2. Broad and Specific Questions
Broad Question:
From the three broad questions provided, I chose question number 3, which is "We are interested in demand forecasting, namely, what time windows are most likely to have large number of simultaneous players.“
Specific question:
For the specific question, I have chosen “Can the variables  predict the number of players starting sessions in each hour?”
This question is supported by the sessions dataset, because each session includes a start time and player ID. By looking into the number of unique players beginning sessions within each hour, we should be able to obtain information useful for forecasting demand.
3. Exploratory Analysis & Visualizations
I computed the mean of the quantitative variables in the players dataset (played_hours and Age), and presented them in a summary table. Then, I constructed two visualizations:
Average unique players starting per hour, which shows the periods of busy traffic, typically in the late afternoon and evening. This insight helps frame the predictive modelling problem.
Average unique players starting per day of week, which shows the  weekly patterns, such as lower activity on weekdays and increased activity during weekends.

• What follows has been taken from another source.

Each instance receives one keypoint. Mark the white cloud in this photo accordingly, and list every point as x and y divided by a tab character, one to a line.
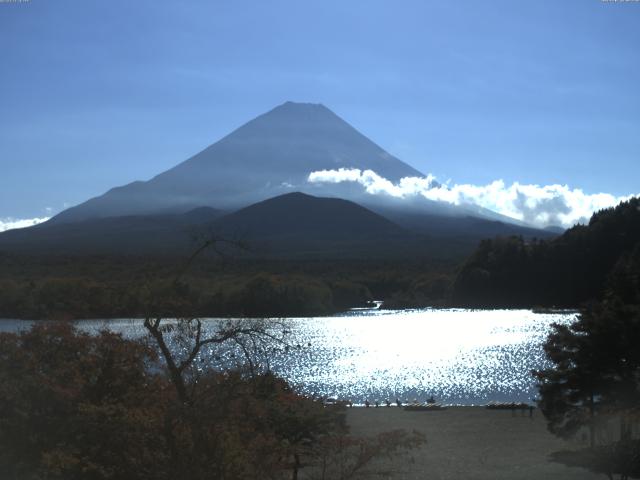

From these plots, it shows and justifies that day_of_week as an explanatory variable. 
4. Methods and Plan
I plan to use a linear regression model to predict hourly unique player counts using hour, day_of_week, and other relevant variables. I think linear regression is the most appropriate method considering the situation because the response variable is numerical, and the model should be able to show the clear relationships between predictors and player activity. I will split the data into training and testing sets (80/20), evaluate performance using RMSE, and, if necessary, compare with alternative models such as KNN.